Muscat: The Ministry of Health has announced that an Omani lab researcher has discovered a new type of harmful fungus strain while examining samples from the lungs of a female patient.

Dr Abdullah Al Hatmi, a senior specialist microbiologist and lab researcher at the Directorate General for Health Services in Al Dhahirah, “recently worked with his international research team in Amsterdam (Westerdijk Fungal Biodiversity Institute) and discovered a new species of fungus for the first time. This was while running tests on lung samples of an infected patient. The species was named Fusarium volatile.”

Speaking about the discovery, Al Hatmi said “This species of Fusarium was discovered while analyzing the lung samples of a female patient who was diagnosed with a lung infection in a South American country.”

When the sample was sent to the research institute in Amsterdam, the team discovered that the patient had a serious fungal infection and the new type of fungus was discovered.

The team’s discovery was published in medical journals and celebrated for its importance towards diagnosing communicable diseases. Furthermore, the full research article ‘Fusarium Volatile, a new potential pathogen from a human respiratory sample’ is scheduled to appear in the medical journal ‘Fungal Systematics and Evolution’ in December 2019.

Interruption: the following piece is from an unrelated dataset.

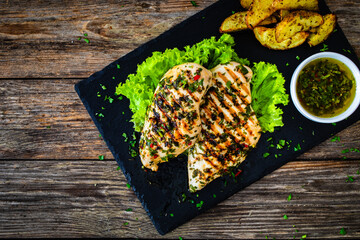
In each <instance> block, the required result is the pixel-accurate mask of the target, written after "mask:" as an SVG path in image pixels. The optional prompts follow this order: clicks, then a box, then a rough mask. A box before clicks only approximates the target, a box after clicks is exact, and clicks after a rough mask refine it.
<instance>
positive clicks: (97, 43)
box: [0, 0, 360, 239]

This is not the first time that Al Hatmi’s discoveries are celebrated in the medical world.

The statement by the MOH read: “Dr Al Hatmi has contributed towards the discovery of diseases officially registered as having been discovered in Oman.

“He has written more than 80 research papers and has been cited more than 883 times according to the Google Scholar Search Engine,” the statement added.

Currently, Al Hatmi is researching a species of fungal spores called Candida Auris, which was first discovered in a 70-year old Japanese woman in 2010 and which proved to be resistant to treatment.

The statement by the MOH read: “The cases involving Candida Auris began appearing all over the world, including Oman and the fungus has proven to be a real threat to public health because of its resistance to treatment and also because it appears during long healing periods to attack the human body.

“As soon as Candida Auris appears, it’s difficult to eliminate because it can spread from one body to the other,” added the statement.

Speaking about Candida Auris, Al Hatmi said: “There are currently three main types of treatment used for people and some strains of Candida Auris can resist all three types of treatment, which limits the methods of treatment.”

Al Hatmi dedicated his discovery to His Majesty Sultan Qaboos bin Said, “The sponsor of the scientific renaissance and the one who built modern Oman, as well as the Ministry of Health,” which he says gave him the chance to continue his studies and research. Al Hatmi also thanked his research group at the Westerdijk Fungalbio Diversity Institute in Amsterdam.